By recognising and understanding your own elearning styles, you can use techniques better suited to you. This improves the speed and quality of your learning. But, I digress…
We Are Family
The app Duolingo has a many different functions and includes a nifty little sister app called TinyCards. Tiny cards basically follows the same Russian learning course but allows the user to learn with nothing but turn cards. There is something primitive and elementary about simply using cards and pictures to display information and assess learning. But for some reason it works.
The old ‘Flash cards’ use the technique of ‘active recall’, remembering a concept from scratch. Because they facilitate repetition they are the best way to create multiple memory-enhancing recall events and boost confidence using this repetitive approach. The act of self reflection, known as metacognition ingrains the memories deeper into your knowledge.
The brain is trained to think and learn this way. It’s the repetition and the sounds that help make the activity worthwhile.
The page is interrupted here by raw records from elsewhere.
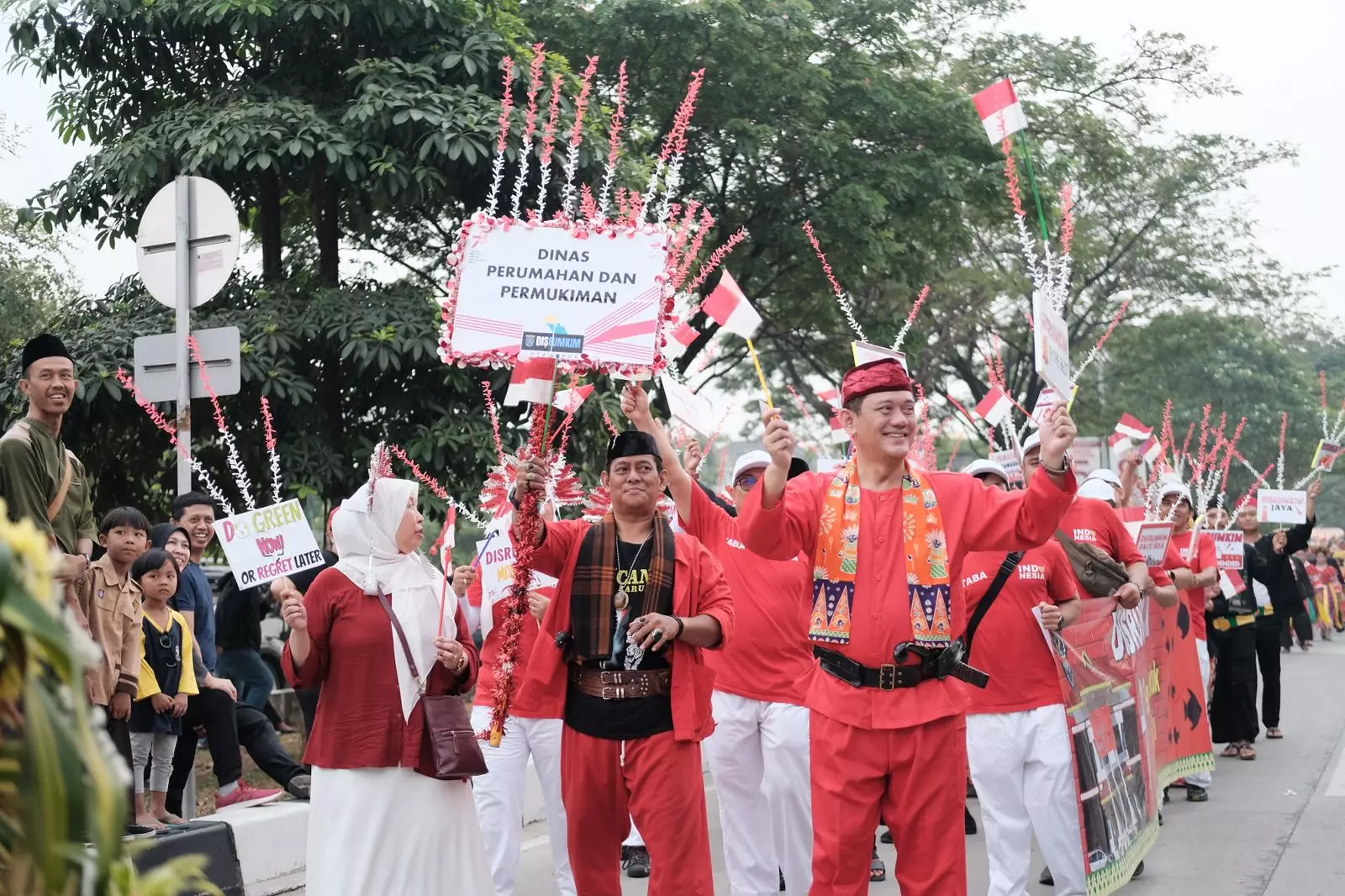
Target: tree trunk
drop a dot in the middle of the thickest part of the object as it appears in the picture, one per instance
(269, 225)
(326, 201)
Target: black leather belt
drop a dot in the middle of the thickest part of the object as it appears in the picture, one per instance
(930, 662)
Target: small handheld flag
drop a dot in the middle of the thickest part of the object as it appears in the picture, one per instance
(1001, 112)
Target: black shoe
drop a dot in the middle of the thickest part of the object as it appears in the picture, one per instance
(300, 786)
(636, 860)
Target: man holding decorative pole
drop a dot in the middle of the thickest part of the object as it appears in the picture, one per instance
(888, 728)
(759, 751)
(620, 661)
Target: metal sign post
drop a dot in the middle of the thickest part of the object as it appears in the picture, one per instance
(195, 222)
(183, 300)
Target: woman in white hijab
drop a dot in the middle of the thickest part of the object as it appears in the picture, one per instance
(377, 826)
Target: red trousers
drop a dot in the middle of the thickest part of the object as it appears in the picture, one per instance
(914, 777)
(662, 788)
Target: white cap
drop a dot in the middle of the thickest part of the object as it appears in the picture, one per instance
(1096, 488)
(1105, 475)
(751, 461)
(982, 467)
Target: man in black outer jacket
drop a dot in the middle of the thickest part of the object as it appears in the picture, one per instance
(1286, 599)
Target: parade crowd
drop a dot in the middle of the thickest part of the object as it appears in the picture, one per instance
(847, 653)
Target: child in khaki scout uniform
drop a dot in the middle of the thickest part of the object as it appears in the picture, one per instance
(111, 602)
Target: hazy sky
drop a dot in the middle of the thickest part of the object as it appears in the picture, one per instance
(1281, 58)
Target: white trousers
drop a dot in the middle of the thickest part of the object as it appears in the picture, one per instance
(499, 795)
(759, 757)
(1024, 771)
(1203, 779)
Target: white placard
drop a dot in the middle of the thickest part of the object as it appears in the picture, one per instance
(268, 542)
(688, 407)
(865, 351)
(1009, 461)
(1284, 506)
(1051, 342)
(497, 572)
(595, 299)
(1228, 548)
(1152, 539)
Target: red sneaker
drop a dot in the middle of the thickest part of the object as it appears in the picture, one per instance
(246, 795)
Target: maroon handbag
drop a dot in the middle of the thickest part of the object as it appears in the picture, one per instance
(450, 748)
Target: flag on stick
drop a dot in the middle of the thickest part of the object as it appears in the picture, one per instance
(1131, 428)
(531, 381)
(1000, 111)
(994, 405)
(730, 308)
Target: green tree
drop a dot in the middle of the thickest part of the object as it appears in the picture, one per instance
(329, 123)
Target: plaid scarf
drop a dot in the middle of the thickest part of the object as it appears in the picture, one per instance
(593, 587)
(837, 560)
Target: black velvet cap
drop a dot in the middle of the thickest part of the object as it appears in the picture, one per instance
(42, 346)
(631, 444)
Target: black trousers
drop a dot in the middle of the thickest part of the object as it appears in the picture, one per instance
(229, 728)
(1232, 712)
(1295, 625)
(120, 732)
(1268, 656)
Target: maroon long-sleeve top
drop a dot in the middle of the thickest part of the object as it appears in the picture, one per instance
(360, 719)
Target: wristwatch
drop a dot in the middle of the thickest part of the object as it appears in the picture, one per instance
(1066, 466)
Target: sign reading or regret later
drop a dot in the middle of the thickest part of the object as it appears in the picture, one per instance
(266, 544)
(589, 296)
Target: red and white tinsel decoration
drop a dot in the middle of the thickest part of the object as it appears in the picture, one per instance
(171, 430)
(273, 458)
(235, 463)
Tiny Cards is an interactive learning experience. It’s how learning should be.
Humans learn best when they are actively involved in the learning process, experiential and ‘hands on’.
Every Application Has An Equal And Opposite Action
One of the five key principles of adult learning is Application and Action. Adult learners are busy, practical, and learn by doing. They learn best when – There is immediate application for the learning; – They participate actively in the learning process; They can practice new skills or test new knowledge before leaving a learning session. In other words, they positively search out new ideas and take the first opportunity to experiment with applications.
We need to design learning experiences that move from traditional, teacher-centered instruction towards more brain-based, learner-centered instruction.
Learning cards have no age limit. Adults can use them to learn foreign languages, high school students can use them to memorise in preparation for exams, they can teach very young kids to read and count.
So how do we introduce concepts like Learning Cards into modern learning without having to build an app like Duolingo?
Octivo has introduced this concept into their eLearning authoring tool. We have designed a component that is a fun and interactive learning card. Learning cards coupled with 8 other interactive learning assets help the learner be immersed in the elearning and is reshaping the way learners are interacting with the learning content.